There seems to be no single reason for the lack of interest. Some people are too overwhelmed by daily life to find time, some are convinced that documentaries are difficult, while others are afraid of communicating with people from abroad. I was even surprised to hear some say that they couldn’t be bothered with “outsiders” kicking up such a big fuss and pretending they had anything to do with Yamagata. The one opinion these people shared was that the festival had nothing to do with them. It seemed necessary to find a way to communicate that Yamagata locals are also key players in the festival. It is with this idea that the Yamagata and Film program was born in 2007.
Initially, Yamagata and Film began with the screening of films and directors with some connection to Yamagata Prefecture, in addition to the digging out of films on 8mm and 16mm that had been collecting dust somewhere the prefecture. The idea was to make the program appealing to local residents based on nostalgia, or the knowledge that they were being provided with the opportunity to see something rare. However, now that ten years have passed, a broader and more layered line-up has naturally emerged. It is not that we on the programming side sought to change course, but in fact it is the result of a change (albeit a moderate one) in the consciousness of the viewers. That is, the citizens of Yamagata began to demand richer films, and a more profound look at Yamagata that went beyond mere nostalgia and exaltation of the prefecture. We are proud to declare that once again, we believe the program this year to be a diverse one in which this richness and profundity may be felt.
For the 30th anniversary of YIDFF, we will be screening A Movie Capital, a faithful document of the festival’s early struggles, along with A Movie Capital Again, which captured a turning point for the festival. Together, these two fascinating films ask anew why exactly the festival continues in Yamagata. Through “Living in Snow Country! What is Seccho?” a documentary about the snow damage research center that once existed in this prefecture, we hope to think about the relationships between snow and Yamagata, and between farming villages and art. The Mr. O program features a trilogy of films documenting the performances of the world-renowned butoh dancer, Ohno Kazuo. A record of his performance in Yamagata City in 2001 will also be shown for the first time.

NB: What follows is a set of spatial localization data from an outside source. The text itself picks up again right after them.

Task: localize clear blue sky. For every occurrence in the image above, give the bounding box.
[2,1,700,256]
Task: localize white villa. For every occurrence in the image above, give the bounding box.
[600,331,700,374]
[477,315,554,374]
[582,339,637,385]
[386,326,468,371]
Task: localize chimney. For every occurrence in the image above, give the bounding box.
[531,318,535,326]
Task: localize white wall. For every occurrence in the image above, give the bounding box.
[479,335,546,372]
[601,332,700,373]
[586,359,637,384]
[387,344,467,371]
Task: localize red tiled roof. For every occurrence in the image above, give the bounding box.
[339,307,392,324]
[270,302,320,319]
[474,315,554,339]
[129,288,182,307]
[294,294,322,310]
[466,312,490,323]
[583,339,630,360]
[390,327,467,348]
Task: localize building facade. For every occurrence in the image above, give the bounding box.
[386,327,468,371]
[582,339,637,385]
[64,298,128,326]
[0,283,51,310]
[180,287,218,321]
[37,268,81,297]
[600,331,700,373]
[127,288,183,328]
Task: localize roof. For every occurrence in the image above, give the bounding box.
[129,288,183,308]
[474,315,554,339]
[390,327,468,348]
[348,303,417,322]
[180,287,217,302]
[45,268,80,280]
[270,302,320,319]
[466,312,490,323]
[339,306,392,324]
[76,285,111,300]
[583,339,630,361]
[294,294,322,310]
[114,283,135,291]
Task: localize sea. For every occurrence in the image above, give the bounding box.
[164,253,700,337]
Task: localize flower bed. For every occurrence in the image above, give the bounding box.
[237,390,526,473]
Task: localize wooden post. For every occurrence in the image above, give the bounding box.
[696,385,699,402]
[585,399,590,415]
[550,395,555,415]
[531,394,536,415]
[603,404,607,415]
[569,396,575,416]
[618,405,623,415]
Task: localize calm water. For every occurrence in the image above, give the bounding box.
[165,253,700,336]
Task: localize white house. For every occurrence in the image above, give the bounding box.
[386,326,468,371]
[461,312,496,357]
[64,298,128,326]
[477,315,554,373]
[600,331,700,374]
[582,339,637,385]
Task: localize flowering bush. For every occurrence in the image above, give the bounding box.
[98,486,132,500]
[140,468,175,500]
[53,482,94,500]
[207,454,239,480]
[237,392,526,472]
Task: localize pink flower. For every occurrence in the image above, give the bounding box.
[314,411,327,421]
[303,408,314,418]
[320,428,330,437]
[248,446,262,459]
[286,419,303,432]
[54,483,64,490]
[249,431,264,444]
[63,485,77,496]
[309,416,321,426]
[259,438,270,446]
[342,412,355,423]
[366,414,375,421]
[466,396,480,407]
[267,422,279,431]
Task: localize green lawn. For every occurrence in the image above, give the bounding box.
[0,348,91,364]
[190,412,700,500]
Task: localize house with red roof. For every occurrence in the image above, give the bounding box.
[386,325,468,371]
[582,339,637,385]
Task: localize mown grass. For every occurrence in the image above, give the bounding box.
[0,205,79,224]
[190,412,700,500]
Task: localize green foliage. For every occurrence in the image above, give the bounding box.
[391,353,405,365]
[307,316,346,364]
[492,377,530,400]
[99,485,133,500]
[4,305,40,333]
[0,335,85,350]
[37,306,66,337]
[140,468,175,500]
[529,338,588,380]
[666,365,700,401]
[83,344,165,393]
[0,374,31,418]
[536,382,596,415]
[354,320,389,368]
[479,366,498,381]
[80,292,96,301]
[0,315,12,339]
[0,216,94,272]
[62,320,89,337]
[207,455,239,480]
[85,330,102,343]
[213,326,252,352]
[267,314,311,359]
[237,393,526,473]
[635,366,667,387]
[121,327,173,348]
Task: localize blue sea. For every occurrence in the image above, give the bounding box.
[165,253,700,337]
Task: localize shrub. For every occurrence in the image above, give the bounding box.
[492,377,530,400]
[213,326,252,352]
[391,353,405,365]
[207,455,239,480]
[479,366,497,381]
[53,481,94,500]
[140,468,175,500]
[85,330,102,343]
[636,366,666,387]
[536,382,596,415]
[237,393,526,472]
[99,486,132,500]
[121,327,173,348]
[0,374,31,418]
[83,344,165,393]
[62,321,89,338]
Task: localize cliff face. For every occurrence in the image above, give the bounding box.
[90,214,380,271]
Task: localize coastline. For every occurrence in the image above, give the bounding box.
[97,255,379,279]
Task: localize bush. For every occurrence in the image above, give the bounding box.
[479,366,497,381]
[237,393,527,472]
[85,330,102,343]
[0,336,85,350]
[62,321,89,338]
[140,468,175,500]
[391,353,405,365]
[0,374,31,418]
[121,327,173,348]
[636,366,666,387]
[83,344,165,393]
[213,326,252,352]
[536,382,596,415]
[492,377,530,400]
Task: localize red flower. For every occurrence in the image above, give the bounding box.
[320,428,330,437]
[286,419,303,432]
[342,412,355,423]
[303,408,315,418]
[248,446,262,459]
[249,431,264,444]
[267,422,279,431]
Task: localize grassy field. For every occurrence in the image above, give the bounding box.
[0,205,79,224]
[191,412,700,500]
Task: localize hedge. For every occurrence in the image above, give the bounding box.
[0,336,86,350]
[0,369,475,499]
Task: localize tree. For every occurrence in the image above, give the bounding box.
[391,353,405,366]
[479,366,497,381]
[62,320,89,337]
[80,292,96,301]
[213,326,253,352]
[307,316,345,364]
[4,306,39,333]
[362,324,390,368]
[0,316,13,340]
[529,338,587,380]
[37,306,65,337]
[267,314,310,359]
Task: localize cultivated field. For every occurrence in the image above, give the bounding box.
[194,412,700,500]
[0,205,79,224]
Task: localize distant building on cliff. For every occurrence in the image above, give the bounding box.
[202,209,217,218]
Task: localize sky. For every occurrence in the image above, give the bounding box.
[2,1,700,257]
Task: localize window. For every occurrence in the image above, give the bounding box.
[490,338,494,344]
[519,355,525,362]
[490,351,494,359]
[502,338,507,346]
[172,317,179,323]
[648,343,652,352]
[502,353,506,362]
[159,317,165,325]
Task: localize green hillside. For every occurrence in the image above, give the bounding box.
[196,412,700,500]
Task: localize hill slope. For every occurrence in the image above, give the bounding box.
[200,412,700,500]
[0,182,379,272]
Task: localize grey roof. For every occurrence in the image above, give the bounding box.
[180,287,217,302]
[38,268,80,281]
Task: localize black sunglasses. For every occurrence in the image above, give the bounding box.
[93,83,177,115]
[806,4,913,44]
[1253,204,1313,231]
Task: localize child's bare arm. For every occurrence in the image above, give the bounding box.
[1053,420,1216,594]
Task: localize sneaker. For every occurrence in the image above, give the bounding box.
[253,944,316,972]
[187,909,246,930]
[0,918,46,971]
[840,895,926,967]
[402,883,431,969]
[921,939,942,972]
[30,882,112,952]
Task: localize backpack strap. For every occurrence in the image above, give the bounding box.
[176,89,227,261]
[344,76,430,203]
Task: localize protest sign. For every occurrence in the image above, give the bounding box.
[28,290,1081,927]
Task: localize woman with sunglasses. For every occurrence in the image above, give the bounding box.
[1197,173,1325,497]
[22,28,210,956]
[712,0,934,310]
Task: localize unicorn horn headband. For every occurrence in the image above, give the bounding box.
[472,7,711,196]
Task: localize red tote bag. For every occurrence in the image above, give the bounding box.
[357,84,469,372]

There will additionally be a screening of films from the vaults of the Prefectural Education Center, a display of materials that trace the relationship between Yamagata and movie theaters, a “Home Movie Day” that explores new possibilities in cinema through the private films of directors and guests of the film festival as well as a symposium around Yamagata’s acceptance into the UNESCO Creative Cities Network; all these explore the relationship of Yamagata to this film festival.
As mentioned earlier, the reason that the Yamagata and Film program has become so diverse is largely due to changes in awareness in the citizens of the prefecture. If so, it perhaps may now also be time to retract the opening of this essay, and replace it as follows: The citizens of this prefecture are now very interested in the film festival, and the seeds that were sowed are about to flower.
Let us capture the moment of their blossoming together.